Volatility Regime Change and SVXY's underperformance - Pt.2
Feb 27, 2025
VTS Community,
The Great Volatility Regime Change part 2
Check out part 1 if you missed it here where I'm doing a mini series quantifying what I call the Volatility Regime Change that happened pretty much to the day on February 6th, 2018 after the Volpocalypse event. That began a huge drawdown, and the Volatility complex is still trying to claw its way back all these years later.
Another way to view this is through the lens of the -0.5x SVXY, an inverse Volatility ETP that is essentially "Short Volatility" exposure through the front two month VIX futures.
-0.5x SVXY performance since Jan 1, 2012:
As always when I'm flashing charts of the various Volatility ETPs I feel it necessary to state in no uncertain terms, we are not buy and hold investors.
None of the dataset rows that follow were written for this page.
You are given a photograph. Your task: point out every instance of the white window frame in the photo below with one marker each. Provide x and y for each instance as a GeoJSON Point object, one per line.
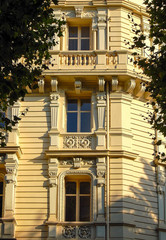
{"type": "Point", "coordinates": [78, 179]}
{"type": "Point", "coordinates": [79, 38]}
{"type": "Point", "coordinates": [79, 112]}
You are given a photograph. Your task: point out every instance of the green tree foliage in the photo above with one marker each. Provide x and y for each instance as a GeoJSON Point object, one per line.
{"type": "Point", "coordinates": [27, 29]}
{"type": "Point", "coordinates": [154, 63]}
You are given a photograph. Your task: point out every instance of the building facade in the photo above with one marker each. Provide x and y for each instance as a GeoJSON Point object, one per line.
{"type": "Point", "coordinates": [80, 165]}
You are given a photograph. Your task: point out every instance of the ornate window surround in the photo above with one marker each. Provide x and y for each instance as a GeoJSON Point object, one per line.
{"type": "Point", "coordinates": [61, 192]}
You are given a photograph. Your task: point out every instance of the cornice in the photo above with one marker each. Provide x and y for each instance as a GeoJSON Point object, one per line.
{"type": "Point", "coordinates": [91, 153]}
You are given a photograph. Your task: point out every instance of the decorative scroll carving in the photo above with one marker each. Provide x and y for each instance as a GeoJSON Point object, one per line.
{"type": "Point", "coordinates": [130, 86]}
{"type": "Point", "coordinates": [79, 11]}
{"type": "Point", "coordinates": [69, 232]}
{"type": "Point", "coordinates": [140, 90]}
{"type": "Point", "coordinates": [100, 173]}
{"type": "Point", "coordinates": [101, 19]}
{"type": "Point", "coordinates": [114, 83]}
{"type": "Point", "coordinates": [84, 142]}
{"type": "Point", "coordinates": [54, 84]}
{"type": "Point", "coordinates": [88, 162]}
{"type": "Point", "coordinates": [66, 162]}
{"type": "Point", "coordinates": [77, 162]}
{"type": "Point", "coordinates": [101, 84]}
{"type": "Point", "coordinates": [84, 232]}
{"type": "Point", "coordinates": [70, 142]}
{"type": "Point", "coordinates": [88, 14]}
{"type": "Point", "coordinates": [41, 85]}
{"type": "Point", "coordinates": [77, 86]}
{"type": "Point", "coordinates": [77, 142]}
{"type": "Point", "coordinates": [54, 96]}
{"type": "Point", "coordinates": [10, 170]}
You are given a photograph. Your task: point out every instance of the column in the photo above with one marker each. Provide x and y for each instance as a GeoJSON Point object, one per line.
{"type": "Point", "coordinates": [13, 137]}
{"type": "Point", "coordinates": [101, 53]}
{"type": "Point", "coordinates": [52, 220]}
{"type": "Point", "coordinates": [100, 133]}
{"type": "Point", "coordinates": [100, 168]}
{"type": "Point", "coordinates": [11, 164]}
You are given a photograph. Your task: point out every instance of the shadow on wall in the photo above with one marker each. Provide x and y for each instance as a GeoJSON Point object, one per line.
{"type": "Point", "coordinates": [135, 215]}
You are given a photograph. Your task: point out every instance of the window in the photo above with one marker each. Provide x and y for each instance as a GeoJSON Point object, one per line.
{"type": "Point", "coordinates": [79, 38]}
{"type": "Point", "coordinates": [1, 196]}
{"type": "Point", "coordinates": [79, 115]}
{"type": "Point", "coordinates": [77, 198]}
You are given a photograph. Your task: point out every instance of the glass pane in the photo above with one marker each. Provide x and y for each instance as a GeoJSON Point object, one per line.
{"type": "Point", "coordinates": [70, 208]}
{"type": "Point", "coordinates": [73, 43]}
{"type": "Point", "coordinates": [85, 32]}
{"type": "Point", "coordinates": [84, 208]}
{"type": "Point", "coordinates": [70, 187]}
{"type": "Point", "coordinates": [72, 105]}
{"type": "Point", "coordinates": [1, 200]}
{"type": "Point", "coordinates": [84, 44]}
{"type": "Point", "coordinates": [1, 187]}
{"type": "Point", "coordinates": [85, 122]}
{"type": "Point", "coordinates": [84, 187]}
{"type": "Point", "coordinates": [72, 122]}
{"type": "Point", "coordinates": [85, 105]}
{"type": "Point", "coordinates": [73, 32]}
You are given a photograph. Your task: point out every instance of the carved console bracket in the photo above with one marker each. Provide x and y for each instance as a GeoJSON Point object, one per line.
{"type": "Point", "coordinates": [41, 85]}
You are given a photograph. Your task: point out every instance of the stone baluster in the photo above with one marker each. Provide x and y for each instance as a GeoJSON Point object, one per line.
{"type": "Point", "coordinates": [11, 165]}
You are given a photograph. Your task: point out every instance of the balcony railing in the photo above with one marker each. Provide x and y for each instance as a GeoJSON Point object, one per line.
{"type": "Point", "coordinates": [88, 60]}
{"type": "Point", "coordinates": [77, 58]}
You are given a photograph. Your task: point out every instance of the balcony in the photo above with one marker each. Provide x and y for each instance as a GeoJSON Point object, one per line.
{"type": "Point", "coordinates": [91, 60]}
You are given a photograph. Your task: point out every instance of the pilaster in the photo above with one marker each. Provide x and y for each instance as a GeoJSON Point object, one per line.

We're tactical with our strategies and certainly always on stand by to exit to safety if the Volatility market is flashing warning signs.
We're only holding SVXY on roughly 62% of trading days, in safety Gold about 35% of days, and in Long Volatility about 3% of trading days.
I'm certainly not suggesting that anybody would or even could have held on to something as wild as SVXY for 13 years. It's just to demonstrate the stark difference in performance before and after the February 5th, 2018 Volpocalypse disaster.
While a 15.66% annual return is actually pretty decent, the numerous and deep drawdowns would simply make it unsustainable. Add to that, aside from a few pronounced market crashes, it's largely been a bull market for the entire period. When the next recession finally hits, mark my words that current maximum drawdown will be beaten quite easily.
Pre / Post Volpocalypse
Now we can check out that dividing line and it's not hard to see where the golden age of short Volatility quickly became the 6 year drawdown.
Later in this mini series I will be comparing our own Tactical Volatility performance and see how we stack up to those two periods, but the point today is just to show that the -0.5x SVXY is barely positive in the last 7 years. That's something that has slipped under the radar of many traders.
It is harder to make a huge return when the underlying asset itself is flat, so it requires some creativity and strategy design to actually still turn a nice profit. Those golden years may have led a few traders to believe that Short Volatility is easy, and sometimes it is. Most of the time though, it does require out of the box thinking to keep making progress even if the underlying isn't cooperating.
You could easily make the claim (and I will do just that soon) that from 2012 to 2017 the Short Volatility trade was king and equities were clearly worse, and since 2018 it's actually equities that are crushing the Short Volatility trade. A tale of two markets so to speak.